Phones, cars, speakers and appliances: Google outlined ambitious plans to take voice assistance everywhere at its Google I/O developer conference in Mountain View, Calif. this week. But as the company is bringing voice input to potentially dozens of devices around your home and beyond, it also faces some interesting challenges unique to this new interaction model.
For instance: If all of your devices listen, how do they know which one you are talking to?
That problem isn’t a mere hypothetical anymore. Google announced this week that its assistant is already installed on over 100 million Android phones and Google Home speakers. The company also announced partnerships with 19 hardware manufacturers and chipset vendors to take its digital assistant beyond its Google Home speaker and mobile phones and launch it on stereo systems, cars and other consumer electronics devices, some of which will be available before the end of the year.
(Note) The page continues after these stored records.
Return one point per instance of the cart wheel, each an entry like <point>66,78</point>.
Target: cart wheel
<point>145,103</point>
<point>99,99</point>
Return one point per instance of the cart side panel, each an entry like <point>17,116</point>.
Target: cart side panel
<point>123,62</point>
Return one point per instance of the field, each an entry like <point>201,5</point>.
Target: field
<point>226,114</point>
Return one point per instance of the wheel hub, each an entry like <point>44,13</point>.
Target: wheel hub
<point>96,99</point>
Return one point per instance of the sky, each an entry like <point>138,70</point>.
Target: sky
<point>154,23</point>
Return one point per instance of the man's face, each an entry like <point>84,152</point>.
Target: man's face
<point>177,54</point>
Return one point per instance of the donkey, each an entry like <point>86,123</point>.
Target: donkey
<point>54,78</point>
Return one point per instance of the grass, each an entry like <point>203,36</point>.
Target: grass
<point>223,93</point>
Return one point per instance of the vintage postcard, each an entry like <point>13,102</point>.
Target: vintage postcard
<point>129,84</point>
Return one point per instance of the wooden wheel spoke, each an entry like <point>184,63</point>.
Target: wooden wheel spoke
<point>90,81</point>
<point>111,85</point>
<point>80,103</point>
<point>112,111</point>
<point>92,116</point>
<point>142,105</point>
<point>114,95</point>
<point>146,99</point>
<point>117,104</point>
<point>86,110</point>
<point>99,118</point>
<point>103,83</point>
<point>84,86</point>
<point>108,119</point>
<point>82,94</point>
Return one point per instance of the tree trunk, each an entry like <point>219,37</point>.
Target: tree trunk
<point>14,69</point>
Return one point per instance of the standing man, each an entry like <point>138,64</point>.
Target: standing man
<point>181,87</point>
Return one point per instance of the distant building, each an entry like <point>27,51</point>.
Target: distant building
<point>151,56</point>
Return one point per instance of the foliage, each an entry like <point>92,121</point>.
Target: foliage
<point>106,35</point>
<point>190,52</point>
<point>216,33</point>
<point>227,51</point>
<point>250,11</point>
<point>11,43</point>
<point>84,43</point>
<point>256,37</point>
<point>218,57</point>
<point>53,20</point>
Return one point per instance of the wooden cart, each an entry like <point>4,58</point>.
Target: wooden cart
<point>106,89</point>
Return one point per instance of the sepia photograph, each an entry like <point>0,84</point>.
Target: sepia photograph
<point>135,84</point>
Google also launched an app for the assistant on iPhones, where it now directly competes with Apple’s Siri, and gave developers tools to bring the Google Assistant to their own devices and hardware hacks. “Speakers, toys, drink-mixing robots, whatever crazy devices all of you think up,” joked Assistant VP of Engineering Scott Huffmann with his audience of developers at the conference Wednesday.
All of these devices will by design answer to the same so-called hot word — “Okay Google” — to jump into action and answer your questions and demands. So how will they know which one should respond?
The solution to this problem is to treat voice assistance like a conversation, explained Google Assistant Product Lead Gummi Hafsteinsson during an interview with Variety. As technology prompts users to be more conversational, it also has to get better at participating in these conversations like humans would.
When people talk to each other in a group setting, they don’t address each other by name all the time. Instead, we use more subtle cues like eye contact, body language and even personal history to figure out who is talking to whom.
Google’s vision for its digital assistant also comes without first names. Instead, you just say “Okay Google,” and the assistant comes to life on phones, Google Homes and other devices. And increasingly, those devices also use cues to figure out whose turn it is to respond to your commands.
Google already uses the sensors of your phone for that very purpose, said Hafsteinsson. If the phone is in your hand, chances are you want it to respond. If it has been resting on your desk, you may be talking to your Google Home instead.
On the other hand, if you ask Google’s Assistant to send a text message, you are likely addressing your phone, and not the smart speaker in your kitchen. And a request for a Bloody Mary is probably best answered by that (still hypothetical) drink-mixing robot. “It uses context,” Hafsteinsson said about the Assistant’s attempts to answer your requests with the right device.
The ultimate goal was to let users seamlessly switch between different input devices simply by analyzing their intent, and the context of their requests, he said. “As you move through different contexts throughout the day, you will be able to continue the same conversation.”